落ちていた小枝を拾い、イイ具合に硬くなっている土にガリガリと自分の名前や出身地、そして今晩はココで寝ます!ということを書いた
我ながらうまく書けたと思う。
それを見ていたオジサン、ボクから小枝を取り上げ、すこし場所を移動し、カリカリカリ、、、。
やっぱり「ナゼ??」と書いた。
ボクとオジサンのコミニケーションが1時間程続くと、オジサンはなんとなく理解したようで、
「それならウチに泊まれよ!」と書いてニコニコしながらこっちを見た。
オジサンに言われるまま荷物を持ち、畑の奥にある家へ向かう時には、
長江の太陽も西へ傾き、コミニケーションの跡である中国語がナカナカいい具合に光っていた。
「おしん」が住んでいたような家。これが一般的な農家の家らしい。
家の中に入ると、オジサン、戸棚をそぉっと開け、カゴの中の卵を2個取り出し、ゆで卵にして、
「疲れている時はコレがいいんだよ!」と言って、砂糖湯の中に入ったゆで卵と山盛りの御飯を出してくれた。

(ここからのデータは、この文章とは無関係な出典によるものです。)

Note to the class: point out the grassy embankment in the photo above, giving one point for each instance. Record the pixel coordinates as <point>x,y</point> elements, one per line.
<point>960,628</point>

ボクの横でオジサンも早めの夕食をとっていたが、煎った豆だけをおかずにして御飯を食べていた。
ボクも豆を食べてみたが、あまりにも堅すぎて一回かじって飲み込むのが精一杯であった。
あの戸棚に大事そうに入れられていた卵はこちらでは高級な食べ物に違いない。
オジサンの親切には涙が出るくらい嬉しく、「ハオツー(おいしい)!」を連呼しながらいただいた。

食事が済むと木のベッドがひとつだけ置いてある小さい部屋に案内された。
荷物の整理をしていると、オジサンの12才になるひとり息子がどこからか帰ってきた。
オジサンから大体の話を聞いたらしい息子は初めて目の当たりにする外国人に少々興奮ギミ。
ボクのバッグの中を覗き込み、「コレは何だ?このテープレコーダーはなんでこんなに小さいんだ??」などと狼のようにうなるような声で聞いてくる。
バッグの中の大体のモノは簡単な説明で理解できた彼であったが、
ひとつだけ理解不能のモノがあった。
自転車に使うチェーン錠を発見した彼に「これは鍵だ」と説明したのだが、南京錠しか知らないらしい彼には、まったく未知のモノであるらしい。
「こうやって数字を合わせて開けるんだよ」とやって見せたら、「グォ〜〜〜〜ッ」と唸った。
首をかしげながらしばらくチェーン錠を眺めた彼、この物体の強度がかなり気になっているらしい彼は
両手に力を込めガチャガチャと引っ張ったり、振り上げたそれを机に叩き付けたり、、。
終いには「グルルゥゥゥゥッ!」と鉄のチェーン部を喰わえながら、噛み砕こうとさえ、してた。
すっかり眼が充血してしまった彼は「コレはかなり強くできていて、絶対に切ることはできないし、
ましてや食べ物でもない!」という事を理解してこの部屋から出ていった。
ボクは「中国人の歯はかなり強いなぁ。」と感心しながら、眠りについた。